There is one more step before we run the regressions. In Stata, which the authors used for their regression, reghdfe
removed singleton groups automatically. However, the fixest
package currently doesn’t possess this functionality, so for now, we will manually remove these observations.
# detect singleton groups: check village fixed effects and district-year fixed effects
index = lapply(list(rural.data$svgroup, rural.data$sdygroup), function(x) x[!(x %in% x[duplicated(x)])])
# how many observations need to be dropped
lapply(index, function(x) length(x))
# exclude singleton groups
rural.data = rural.data %>% filter(!(sdygroup %in% index[[2]]))
Finally, we can run our regressions. Following the authors, we test the effect of being awarded a new road and receiving the road on the log forest cover as well as on the average forest cover.
# Table 3
# Column (1)
log.forest.main = feols(ln_forest ~ award_only + treatment_comp|svgroup + sdygroup + year[ln_forest_2000, pc01_pca_tot_p],
cluster = "svgroup",
data = rural.data)
# Column (2)
log.forest.test = feols(ln_forest ~ treatment_comp|svgroup + sdygroup + year[ln_forest_2000, pc01_pca_tot_p],
cluster = "svgroup",
data = rural.data)
# Column (3)
avg.forest.main = feols(avg_forest ~ award_only + treatment_comp|svgroup + sdygroup + year[ln_forest_2000, pc01_pca_tot_p],
cluster = "svgroup",
data = rural.data)
# Column (4)
avg.forest.test = feols(avg_forest ~ treatment_comp|svgroup + sdygroup + year[avg_forest_2000, pc01_pca_tot_p],
cluster = "svgroup",
data = rural.data)
etable(log.forest.main, log.forest.test, avg.forest.main, avg.forest.test,
signifCode = c("***"=0.01,"**"=0.05,"*"=0.10),
drop.section = "slopes")
## log.forest.main log.forest.test avg.forest.main
## Dependent Var.: ln_forest ln_forest avg_forest
##
## award_only -0.0053*** (0.0017) -0.0334*** (0.0129)
## treatment_comp 0.0017 (0.0022) 0.0052*** (0.0017) 0.0087 (0.0152)
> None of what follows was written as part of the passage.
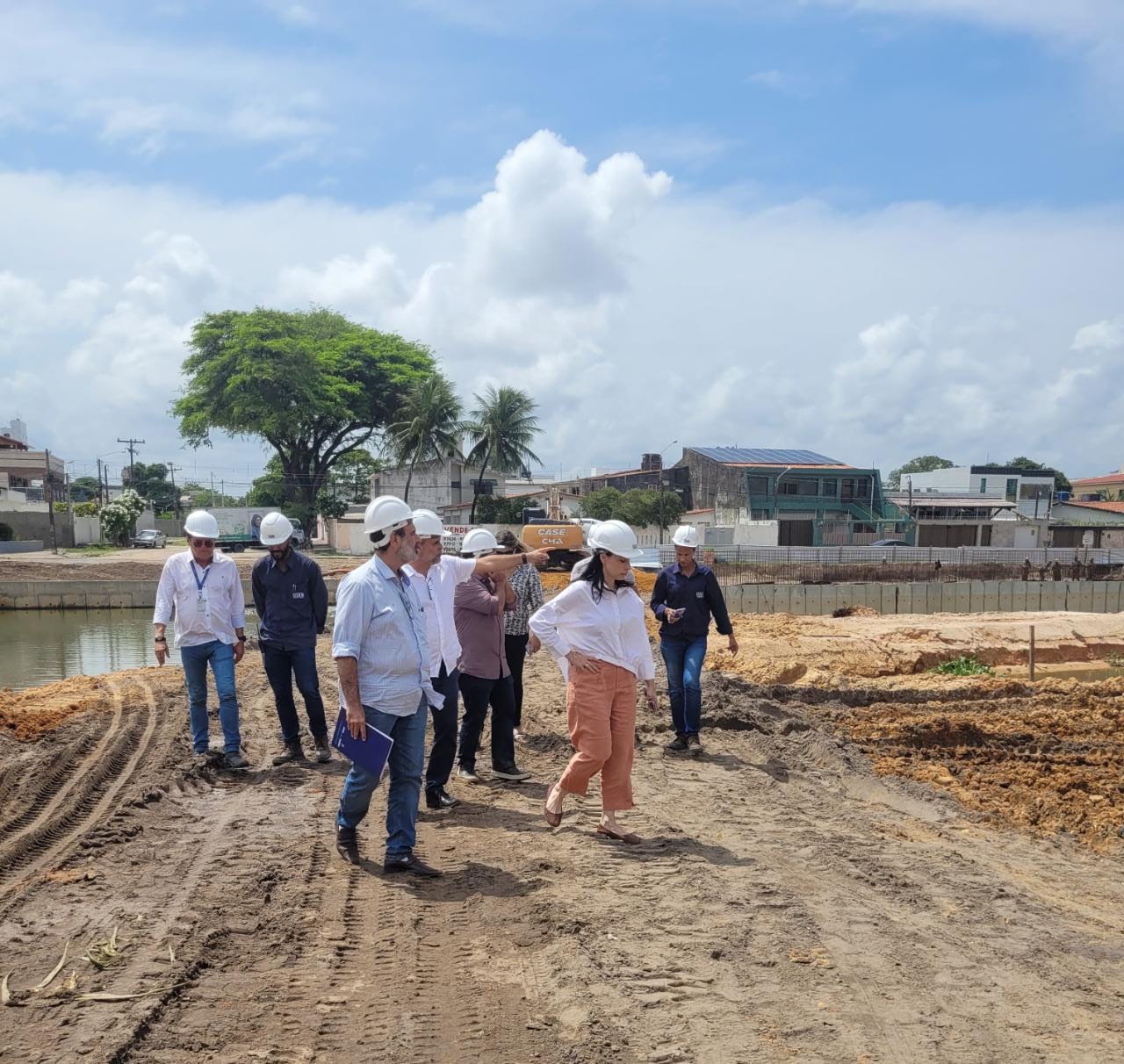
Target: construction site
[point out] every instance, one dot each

## Fixed-Effects: ------------------- ------------------ -------------------
## svgroup Yes Yes Yes
## sdygroup Yes Yes Yes
## year Yes Yes Yes
## _______________ ___________________ __________________ ___________________
## S.E.: Clustered by: svgroup by: svgroup by: svgroup
## Observations 688,275 688,275 688,275
## R2 0.94260 0.94260 0.92035
## Within R2 3.14e-5 1.65e-5 2.27e-5
## avg.forest.test
## Dependent Var.: avg_forest
##
## award_only
## treatment_comp 0.0133 (0.0122)
## Fixed-Effects: ---------------
## svgroup Yes
## sdygroup Yes
## year Yes
## _______________ _______________
## S.E.: Clustered by: svgroup
## Observations 688,275
## R2 0.92184
## Within R2 2.16e-6
Our results align with the authors’ findings presented in Table 3 which show that being awarded a road has a negative impact on forest cover (approximately 0.5% loss in the construction period between being awarded a road and its completion), but after the road is constructed, forest cover appears to return. This could incorrectly be interpreted as a positive effect of roads on tree cover if the award term is left out. This determination that rural roads have no effect on forest loss, in combination with the authors’ additional findings of substantial forest loss due to highway construction, have important policy implications for governments considering similar infrastructure expansion. The use of VCF data in this study enabled significant insights, and the potential use cases for VCF data remain numerous.